Fab-induced stabilization of the capsid was shown by enhanced intercapsomeric connections. The reconstructions of the altered capsid (A), the capsid-Fab complex (B), the mature virus (C), and the virus-Fab complex (D) were radially projected at 265 Å (top), 257 Å (middle), and 240 Å (bottom) to show the invading arms and the capsid floor regions of the capsids. The invading-arm structures were significantly enhanced, and the electron densities at the icosahedral 3-fold axes of the capsid floor (yellow circles) were rearranged after Fab binding in altered capsids. The standard orientations of the capsids are the same as in Fig. 5.

FIG 7

Fab preference for hexavalent capsomers was more pronounced in the altered HPV capsids. The pentavalent and hexavalent capsomers (outlined in black) of the 3D reconstructions of altered (A) and mature (B) virus showed marked density differences. (C and D) The capsid-Fab complexes had different Fab densities on the pentavalent and hexavalent capsomers, a difference that was more pronounced for the altered-capsid–Fab complex.

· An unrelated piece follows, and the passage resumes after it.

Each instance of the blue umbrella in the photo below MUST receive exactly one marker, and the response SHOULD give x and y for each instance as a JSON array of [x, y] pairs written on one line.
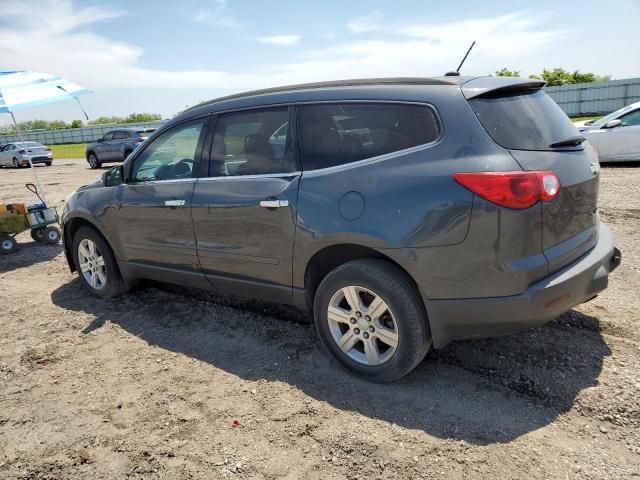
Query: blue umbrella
[[25, 89]]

The rendered surfaces were radially colored according to the color key in Fig. 1. (E and F) Radial projections of the capsid-Fab complex maps at the 310-Å radii show that Fabs bound on pentavalent capsomers have weaker intensities than those bound on hexavalent capsomers. (G and H) The relative mean intensities of the six Fabs bound on an icosahedral asymmetric unit of the capsid were measured and normalized by the mean intensity of Fab-4 (numbers are shown in panel E). The relative intensities of the Fab-1 and -2 quantify the preference of Fab for the binding sites on altered capsid (G) and mature virus (H).

FIG 8

Longer Fab incubation with virus enhanced the Fab binding to the hexavalent capsomer. Cryo-EM densities for the Fab-1 (left) and Fab-2 (right) on the pentavalent and hexavalent capsomers are shown for altered-virus–Fab (A) and mature-virus–Fab (B to D) complexes. The mature virus was incubated for 5 min (B), 1 h (C), and 72 h (D). The relative intensities of Fab-1 and -2 (numbers in each panel) indicate that as the incubation time increased, the Fab binding to the hexavalent capsomers increased. The rendered surfaces were radially colored according to the color key in Fig. 1 and presented at a contour level of 1.0 σ above background.